WHY? Looks. Noise. Performance. Why does any motorcycle owner switch to an aftermarket exhaust? I'm pretty well satisfied with the looks, sound and performance of the stock pipes on my V-Strom 1000 so I elected to leave it alone; when I purchased the Wee-Strom, however, it sported a nice, shiny Staintune muffler. I have used this Australian-made exhaust on a Honda ST1300 and was really impressed by its quality; the muffler on the DL650 looked equally nice. You can find Staintune pipes directly from the manufacturer or from aftermarket suppliers such as Motorsports Network for about $440.

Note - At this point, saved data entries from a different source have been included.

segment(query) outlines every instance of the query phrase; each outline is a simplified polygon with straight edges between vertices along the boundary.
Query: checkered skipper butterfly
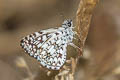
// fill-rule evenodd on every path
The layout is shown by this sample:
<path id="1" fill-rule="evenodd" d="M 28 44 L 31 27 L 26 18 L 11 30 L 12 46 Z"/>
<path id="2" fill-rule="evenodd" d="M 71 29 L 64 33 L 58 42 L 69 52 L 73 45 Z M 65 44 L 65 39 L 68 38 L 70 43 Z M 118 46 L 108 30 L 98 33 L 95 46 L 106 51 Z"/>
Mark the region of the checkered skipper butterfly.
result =
<path id="1" fill-rule="evenodd" d="M 75 35 L 72 20 L 65 20 L 62 27 L 41 30 L 24 37 L 21 46 L 30 56 L 48 69 L 59 70 L 66 61 L 67 45 Z"/>

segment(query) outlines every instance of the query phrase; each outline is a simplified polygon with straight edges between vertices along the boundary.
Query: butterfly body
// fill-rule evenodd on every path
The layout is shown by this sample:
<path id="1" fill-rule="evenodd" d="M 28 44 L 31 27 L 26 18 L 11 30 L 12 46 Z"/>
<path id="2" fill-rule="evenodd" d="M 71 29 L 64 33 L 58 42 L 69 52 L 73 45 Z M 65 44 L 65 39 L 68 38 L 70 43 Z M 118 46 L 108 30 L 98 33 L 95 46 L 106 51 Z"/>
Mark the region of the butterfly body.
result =
<path id="1" fill-rule="evenodd" d="M 59 70 L 66 61 L 66 48 L 72 43 L 72 20 L 65 20 L 62 27 L 41 30 L 24 37 L 21 46 L 30 56 L 48 69 Z"/>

INSTALLATION. Although I didn't install this muffler it looks like a pretty easy job--it simply slips on to the stock exhaust pipe and clamps into place. Like other Staintune exhausts, this one came with a restrictor pipe that slips into the muffler outlet and further muffler the sound. Want a little more noise? Simply loosen the allen-head set screw and slip the restrictor from the muffler outlet.
RESULTS. It's hard to dislike the appearance of this exhaust--it's a nice-looking piece of equipment, and the lines integrate well with the rest of the bike. With the restrictor in place the volume level is very quiet--only slightly louder than the stock pipe. Remove the restrictor and the sound is more aggressive; on acceleration it emits a nice snarl without being obnoxious (at least to this old man's ears anyway). You'll generally not get much of a performance increase with a simple muffler switch, so I wouldn't anticipate that the new unit provided much in the way of horsepower increase.
Worth the money? Not for me. It's a nice-looking exhaust, and the construction is absolutely first-rate; this stainless muffler should last a long time--it's just not enough of an improvement to justify its cost. I can think of many better ways to spend over $400 on this bike.